This 13-year-old boy has a Becker nevus--also called Becker melanosis, because the lesions do not contain nevus cells. This common lesion is characterized by the abrupt onset of hyperpigmentation that gradually expands; it appears at or before adolescence.

This 13-year-old boy has a Becker nevus--also called Becker melanosis, because the lesions do not contain nevus cells. This common lesion is characterized by the abrupt onset of hyperpigmentation that gradually expands; it appears at or before adolescence. The male-to-female ratio is approximately 5:1.Becker nevi are usually unilateral and are commonly located on the shoulder or upper chest.

Half of Becker nevi are associated with hypertrichosis. The hairs usually become coarser and darker with time.A variety of bone and tissue abnormalities have been reported in patients with Becker nevi (eg, arm hypoplasia, pectus excavatum, absent pectoralis major muscle), albeit in a minority of those affected.

Becker nevus is not a true nevus. The risk of melanoma developing within the lesion is the same as that for uninvolved skin.

The 12-year-old boy in Figure A has one large and one small café au lait macule and a single hypopigmented macule. Solitary café au lait macules may be present in as many as 30% of newborns. They vary in size from a few millimeters to several centimeters. The macules may be inconspicuous until the affected area is exposed to the sun.

Parents frequently ask about these lesions. Fortunately, the vast majority of solitary café au lait macules have no clinical significance. This patient enjoys robust good health.

In contrast, the 9-year-old girl in Figure B shows classic features of neurofibromatosis type 1 (NF-1) with axillary freckling and multiple café au lait macules.

NF-1 may be diagnosed when any 2 of the following are present:

1. Six or more café au lait macules over 5 mm in diameter in prepubertal persons or over 15 mm in postpubertal persons.

2. Axillary or inguinal freckling.

3. Two or more iris Lisch nodules.

4. Two or more neurofibromas or one plexiform neurofibroma.

5. A distinctive osseous lesion.

6. Optic gliomas.

7. A first-degree relative with NF-1.

Café au lait macules are present in 100% of patients with NF-1; these are usually scattered over the trunk and extremities. Their size, number, and pigmentation increase with age.

Neurofibromas--like the one shown in Figure C in a 19-year-old woman--are small, rubbery lesions with a purplish discoloration overlying the skin. They may also be situated along peripheral nerves and blood vessels within viscera. Plexiform neurofibromas may appear as larger, more hyperpigmented café au lait macules. These lesions result from thickening of nerve trunks and are usually located in the orbital or temporal region.

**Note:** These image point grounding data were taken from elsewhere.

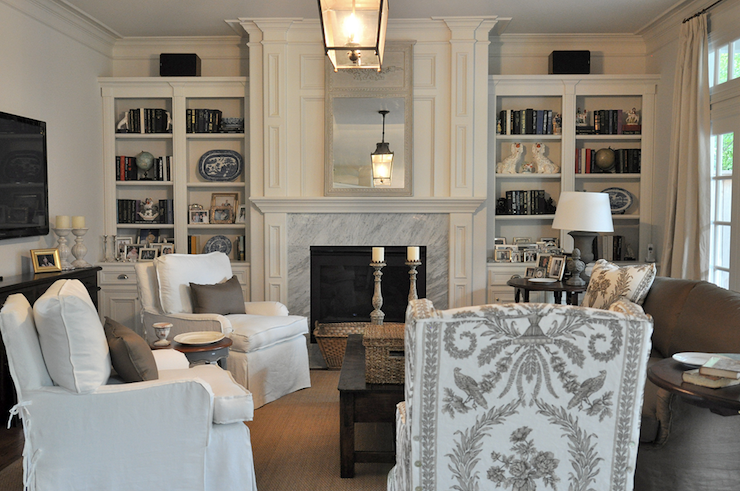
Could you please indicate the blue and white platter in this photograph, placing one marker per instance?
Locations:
(619, 200)
(218, 243)
(220, 165)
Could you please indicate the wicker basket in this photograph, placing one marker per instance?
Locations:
(384, 356)
(332, 339)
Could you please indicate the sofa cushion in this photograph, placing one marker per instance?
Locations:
(221, 298)
(610, 282)
(253, 332)
(175, 272)
(72, 337)
(232, 403)
(130, 355)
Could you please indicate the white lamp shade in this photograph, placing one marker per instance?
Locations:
(583, 212)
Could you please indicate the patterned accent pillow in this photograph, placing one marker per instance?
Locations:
(610, 282)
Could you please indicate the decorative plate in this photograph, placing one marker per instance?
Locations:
(199, 337)
(220, 165)
(218, 243)
(619, 200)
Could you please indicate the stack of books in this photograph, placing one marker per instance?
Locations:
(718, 371)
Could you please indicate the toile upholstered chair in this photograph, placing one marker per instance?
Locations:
(170, 427)
(197, 292)
(521, 396)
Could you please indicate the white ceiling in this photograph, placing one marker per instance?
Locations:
(207, 17)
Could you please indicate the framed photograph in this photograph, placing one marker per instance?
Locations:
(225, 199)
(502, 255)
(45, 260)
(120, 246)
(222, 214)
(557, 267)
(147, 253)
(241, 214)
(198, 216)
(131, 252)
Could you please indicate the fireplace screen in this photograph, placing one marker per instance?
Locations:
(342, 283)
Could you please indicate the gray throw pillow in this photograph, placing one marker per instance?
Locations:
(221, 298)
(130, 355)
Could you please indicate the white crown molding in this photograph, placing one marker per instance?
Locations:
(69, 21)
(367, 205)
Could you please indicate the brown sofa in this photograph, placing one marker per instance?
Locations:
(684, 447)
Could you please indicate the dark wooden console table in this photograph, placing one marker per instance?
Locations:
(33, 286)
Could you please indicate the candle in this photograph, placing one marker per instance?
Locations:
(78, 222)
(378, 254)
(412, 253)
(62, 221)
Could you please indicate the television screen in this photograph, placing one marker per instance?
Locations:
(24, 208)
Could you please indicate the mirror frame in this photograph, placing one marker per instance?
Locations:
(393, 81)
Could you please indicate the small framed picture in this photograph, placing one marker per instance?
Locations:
(147, 253)
(131, 252)
(225, 199)
(45, 260)
(120, 246)
(241, 214)
(557, 267)
(198, 216)
(222, 214)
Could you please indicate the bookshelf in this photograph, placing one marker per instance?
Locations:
(609, 97)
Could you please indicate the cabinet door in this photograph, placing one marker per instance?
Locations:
(122, 305)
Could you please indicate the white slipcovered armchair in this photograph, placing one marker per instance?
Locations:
(270, 351)
(520, 396)
(84, 431)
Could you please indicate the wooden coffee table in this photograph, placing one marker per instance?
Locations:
(360, 402)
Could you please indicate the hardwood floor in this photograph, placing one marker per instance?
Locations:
(11, 445)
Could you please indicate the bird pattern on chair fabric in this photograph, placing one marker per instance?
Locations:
(524, 397)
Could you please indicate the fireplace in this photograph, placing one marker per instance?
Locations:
(342, 283)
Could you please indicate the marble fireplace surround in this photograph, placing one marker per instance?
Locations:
(293, 225)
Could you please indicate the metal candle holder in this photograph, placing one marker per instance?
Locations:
(412, 278)
(377, 315)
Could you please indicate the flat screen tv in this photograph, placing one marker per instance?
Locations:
(24, 187)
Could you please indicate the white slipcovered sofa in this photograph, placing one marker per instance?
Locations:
(86, 430)
(270, 352)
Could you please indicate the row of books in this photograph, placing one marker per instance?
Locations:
(608, 122)
(145, 120)
(203, 120)
(626, 161)
(527, 202)
(525, 122)
(138, 211)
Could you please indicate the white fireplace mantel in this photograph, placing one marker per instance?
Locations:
(366, 205)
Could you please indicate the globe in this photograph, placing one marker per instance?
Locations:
(604, 158)
(144, 161)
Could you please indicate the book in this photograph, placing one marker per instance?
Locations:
(720, 366)
(694, 377)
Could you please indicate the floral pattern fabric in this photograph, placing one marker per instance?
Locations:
(521, 397)
(610, 282)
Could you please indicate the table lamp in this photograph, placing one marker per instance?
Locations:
(585, 215)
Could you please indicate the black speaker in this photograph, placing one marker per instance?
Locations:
(570, 62)
(179, 65)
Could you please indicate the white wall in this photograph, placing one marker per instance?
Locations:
(50, 75)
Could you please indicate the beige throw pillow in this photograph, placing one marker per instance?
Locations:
(610, 282)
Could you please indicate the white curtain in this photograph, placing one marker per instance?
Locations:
(686, 243)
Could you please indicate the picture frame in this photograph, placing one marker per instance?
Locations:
(147, 253)
(241, 214)
(557, 267)
(199, 216)
(120, 246)
(222, 214)
(45, 260)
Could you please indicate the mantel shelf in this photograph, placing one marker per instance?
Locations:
(322, 204)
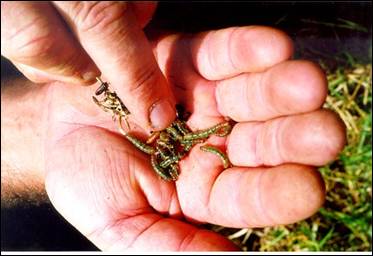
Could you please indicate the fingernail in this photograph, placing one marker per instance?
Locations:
(162, 113)
(89, 77)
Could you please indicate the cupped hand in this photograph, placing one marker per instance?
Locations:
(107, 189)
(72, 41)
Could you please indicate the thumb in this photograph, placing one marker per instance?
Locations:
(111, 35)
(35, 39)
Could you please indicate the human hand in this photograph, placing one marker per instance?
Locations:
(72, 41)
(107, 189)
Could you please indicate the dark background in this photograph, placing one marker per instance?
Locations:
(40, 227)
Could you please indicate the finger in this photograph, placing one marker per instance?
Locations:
(143, 11)
(314, 139)
(33, 34)
(289, 88)
(98, 193)
(110, 34)
(228, 52)
(248, 197)
(264, 197)
(151, 232)
(33, 74)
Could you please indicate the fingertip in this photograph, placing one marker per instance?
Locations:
(162, 114)
(290, 193)
(303, 85)
(328, 134)
(269, 46)
(205, 240)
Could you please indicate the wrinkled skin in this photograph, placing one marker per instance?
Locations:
(107, 189)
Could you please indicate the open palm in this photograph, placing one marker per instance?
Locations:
(107, 189)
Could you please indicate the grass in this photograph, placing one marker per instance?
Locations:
(344, 223)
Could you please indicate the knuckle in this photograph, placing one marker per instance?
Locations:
(33, 40)
(99, 15)
(143, 80)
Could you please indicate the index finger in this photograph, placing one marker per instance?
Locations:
(228, 52)
(110, 34)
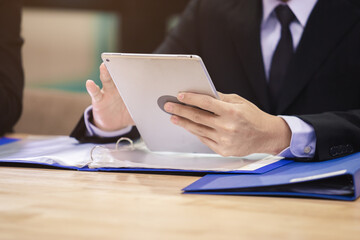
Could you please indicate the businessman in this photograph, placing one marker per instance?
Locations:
(288, 73)
(11, 72)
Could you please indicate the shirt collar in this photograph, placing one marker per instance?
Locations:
(301, 8)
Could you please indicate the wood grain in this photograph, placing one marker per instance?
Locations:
(64, 204)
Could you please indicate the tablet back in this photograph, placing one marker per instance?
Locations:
(146, 82)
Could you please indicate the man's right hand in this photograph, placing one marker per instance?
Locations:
(109, 110)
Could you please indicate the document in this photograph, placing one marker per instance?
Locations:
(66, 152)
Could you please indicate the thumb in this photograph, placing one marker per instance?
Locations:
(94, 91)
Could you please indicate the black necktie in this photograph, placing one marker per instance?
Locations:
(283, 53)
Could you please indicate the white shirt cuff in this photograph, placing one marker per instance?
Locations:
(303, 139)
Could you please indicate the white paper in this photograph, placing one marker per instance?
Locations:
(66, 151)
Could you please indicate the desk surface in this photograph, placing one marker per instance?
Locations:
(64, 204)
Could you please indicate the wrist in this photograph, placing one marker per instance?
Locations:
(280, 135)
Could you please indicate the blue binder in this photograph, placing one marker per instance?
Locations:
(333, 179)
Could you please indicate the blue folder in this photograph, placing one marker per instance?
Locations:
(333, 179)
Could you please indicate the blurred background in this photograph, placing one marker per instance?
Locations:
(63, 43)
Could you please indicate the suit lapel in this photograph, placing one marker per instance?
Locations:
(327, 25)
(244, 24)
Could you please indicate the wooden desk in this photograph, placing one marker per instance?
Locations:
(64, 204)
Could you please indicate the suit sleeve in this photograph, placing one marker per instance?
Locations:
(11, 72)
(182, 39)
(337, 133)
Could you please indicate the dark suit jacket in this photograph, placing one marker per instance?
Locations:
(11, 72)
(322, 85)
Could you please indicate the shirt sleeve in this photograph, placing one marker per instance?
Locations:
(92, 130)
(303, 139)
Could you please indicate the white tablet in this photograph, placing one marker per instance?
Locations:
(146, 82)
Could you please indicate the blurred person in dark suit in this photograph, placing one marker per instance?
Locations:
(288, 70)
(11, 71)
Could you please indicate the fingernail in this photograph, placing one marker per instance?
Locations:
(174, 120)
(180, 96)
(168, 107)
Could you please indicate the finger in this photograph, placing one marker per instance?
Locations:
(194, 128)
(195, 115)
(231, 98)
(94, 91)
(202, 101)
(106, 79)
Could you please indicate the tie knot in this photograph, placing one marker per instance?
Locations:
(285, 15)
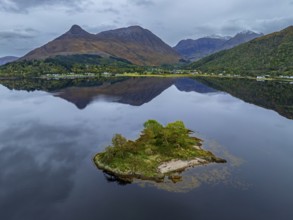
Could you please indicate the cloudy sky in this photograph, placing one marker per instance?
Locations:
(27, 24)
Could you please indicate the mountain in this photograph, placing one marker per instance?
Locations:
(135, 44)
(7, 59)
(240, 38)
(196, 49)
(271, 54)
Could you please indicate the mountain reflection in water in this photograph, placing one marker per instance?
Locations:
(138, 91)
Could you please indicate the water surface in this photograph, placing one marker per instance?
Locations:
(48, 137)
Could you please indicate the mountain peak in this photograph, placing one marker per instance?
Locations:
(75, 29)
(249, 32)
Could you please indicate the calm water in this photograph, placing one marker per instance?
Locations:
(48, 139)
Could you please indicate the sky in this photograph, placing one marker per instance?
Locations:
(27, 24)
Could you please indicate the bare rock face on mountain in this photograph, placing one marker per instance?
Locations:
(135, 44)
(196, 49)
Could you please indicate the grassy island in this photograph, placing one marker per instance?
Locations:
(159, 152)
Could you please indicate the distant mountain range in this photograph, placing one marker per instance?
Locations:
(7, 59)
(134, 44)
(271, 54)
(196, 49)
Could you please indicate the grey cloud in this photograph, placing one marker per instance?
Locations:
(141, 2)
(17, 33)
(21, 6)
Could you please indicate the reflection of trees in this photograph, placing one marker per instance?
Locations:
(270, 94)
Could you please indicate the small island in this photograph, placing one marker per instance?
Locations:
(158, 153)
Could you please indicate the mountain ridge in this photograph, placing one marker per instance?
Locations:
(196, 49)
(269, 54)
(135, 44)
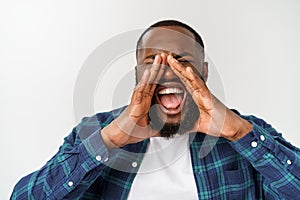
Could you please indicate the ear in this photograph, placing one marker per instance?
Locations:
(205, 71)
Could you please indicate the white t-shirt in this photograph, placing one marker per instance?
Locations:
(166, 171)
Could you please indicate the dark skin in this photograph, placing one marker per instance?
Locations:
(171, 53)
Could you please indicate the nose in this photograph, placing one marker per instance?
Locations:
(169, 74)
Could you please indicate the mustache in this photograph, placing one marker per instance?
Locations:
(164, 80)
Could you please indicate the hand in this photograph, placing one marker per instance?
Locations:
(215, 118)
(133, 124)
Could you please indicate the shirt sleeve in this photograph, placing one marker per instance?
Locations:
(77, 164)
(271, 155)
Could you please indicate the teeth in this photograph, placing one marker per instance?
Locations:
(170, 91)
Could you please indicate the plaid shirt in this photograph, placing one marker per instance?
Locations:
(261, 165)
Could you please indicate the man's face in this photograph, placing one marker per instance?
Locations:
(172, 106)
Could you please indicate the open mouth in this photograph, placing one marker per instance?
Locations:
(171, 96)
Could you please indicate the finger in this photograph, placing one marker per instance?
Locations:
(187, 75)
(159, 73)
(137, 96)
(152, 81)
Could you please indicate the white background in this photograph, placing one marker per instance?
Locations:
(255, 46)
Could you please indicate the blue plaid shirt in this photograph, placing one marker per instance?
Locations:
(261, 165)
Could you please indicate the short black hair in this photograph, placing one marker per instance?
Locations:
(163, 23)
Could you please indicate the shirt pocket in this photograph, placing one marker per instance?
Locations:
(238, 180)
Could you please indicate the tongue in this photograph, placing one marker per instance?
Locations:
(170, 101)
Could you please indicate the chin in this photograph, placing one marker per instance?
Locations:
(170, 125)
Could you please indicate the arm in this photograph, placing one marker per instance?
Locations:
(79, 161)
(277, 160)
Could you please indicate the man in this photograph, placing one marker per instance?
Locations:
(228, 156)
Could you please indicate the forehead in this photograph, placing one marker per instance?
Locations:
(170, 39)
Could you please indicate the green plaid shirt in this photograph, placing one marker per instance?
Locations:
(261, 165)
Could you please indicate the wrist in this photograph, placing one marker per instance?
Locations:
(242, 130)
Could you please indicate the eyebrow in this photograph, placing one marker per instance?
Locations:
(176, 56)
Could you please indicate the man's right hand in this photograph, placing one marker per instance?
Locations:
(132, 125)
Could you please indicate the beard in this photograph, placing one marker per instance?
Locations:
(189, 115)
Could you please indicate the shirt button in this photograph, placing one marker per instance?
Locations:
(134, 164)
(98, 158)
(70, 183)
(254, 144)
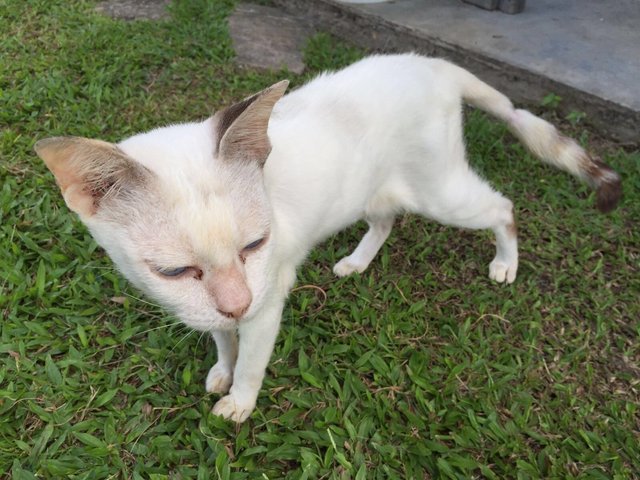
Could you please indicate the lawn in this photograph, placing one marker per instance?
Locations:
(420, 367)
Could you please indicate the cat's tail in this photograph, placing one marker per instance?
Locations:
(543, 139)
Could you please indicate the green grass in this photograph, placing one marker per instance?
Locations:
(418, 368)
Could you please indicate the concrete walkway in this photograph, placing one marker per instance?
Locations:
(586, 51)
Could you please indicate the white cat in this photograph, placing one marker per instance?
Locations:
(212, 218)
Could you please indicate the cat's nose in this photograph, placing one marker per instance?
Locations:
(230, 292)
(235, 314)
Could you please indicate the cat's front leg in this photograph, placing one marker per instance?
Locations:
(220, 376)
(257, 338)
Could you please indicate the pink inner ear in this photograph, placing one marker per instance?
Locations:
(230, 291)
(77, 199)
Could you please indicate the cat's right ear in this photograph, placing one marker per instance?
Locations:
(88, 171)
(241, 129)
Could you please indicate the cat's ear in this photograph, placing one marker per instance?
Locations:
(88, 171)
(241, 129)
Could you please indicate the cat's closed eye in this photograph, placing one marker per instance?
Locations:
(179, 272)
(171, 272)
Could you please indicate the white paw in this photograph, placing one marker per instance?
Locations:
(219, 379)
(346, 267)
(231, 408)
(501, 271)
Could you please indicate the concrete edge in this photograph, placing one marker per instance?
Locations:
(522, 86)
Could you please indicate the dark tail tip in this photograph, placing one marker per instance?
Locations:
(606, 182)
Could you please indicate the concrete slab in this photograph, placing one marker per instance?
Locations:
(586, 51)
(266, 37)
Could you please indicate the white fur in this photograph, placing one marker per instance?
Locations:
(381, 137)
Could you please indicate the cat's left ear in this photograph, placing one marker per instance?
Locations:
(241, 129)
(89, 171)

This is an autosomal recessive syndrome characterized by chromosomal breakage, pancytopenia, and various congenital abnormalities. It is a heterogeneous condition clinically and has been linked to defects in at least 8 different genes. Fifty percent to 65% of affected persons demonstrate areas of hyper- or hypopigmentation. Café au lait macules, like those shown in Figure A in a 9-year-old boy, are seen in approximately 25% of those affected.

Skeletal abnormalities are another hallmark of Fanconi anemia: hypoplasia of the thumbs and radii are the most common findings. Figure B demonstrates hypoplasia of the thenar eminence in the same 9-year-old boy. Other skeletal abnormalities include hip dislocation, scoliosis, and vertebral anomalies. Low birth weight and subsequent short stature, microphthalmia, microcephaly, developmental delay, renal and genital anomalies, GI defects, and cardiac defects also have an increased association with this condition. However, 1 out of 3 affected persons demonstrates no obvious congenital deformities.

This 4-year-old boy has urticaria pigmentosa--one of a group of disorders in which mast cells group together in the skin. Patients may have solitary mastocytomas or (rarely) diffuse infiltration of the skin with mast cells.

The lesions shown here are typical of urticaria pigmentosa. They are hyperpigmented macules that are mostly uniform in size and are distributed mainly on the trunk. They differ from lentigines, nevus cell nevi, and café au lait spots in one striking way. When one of the lesions of urticaria pigmentosa is rubbed or stroked, the mast cells contained therein release their contents (histamine, prostaglandins, leukotrienes, etc), with a resultant local hive or blister. This phenomenon--the Darier sign--is not demonstrated by nevi or café au lait macules.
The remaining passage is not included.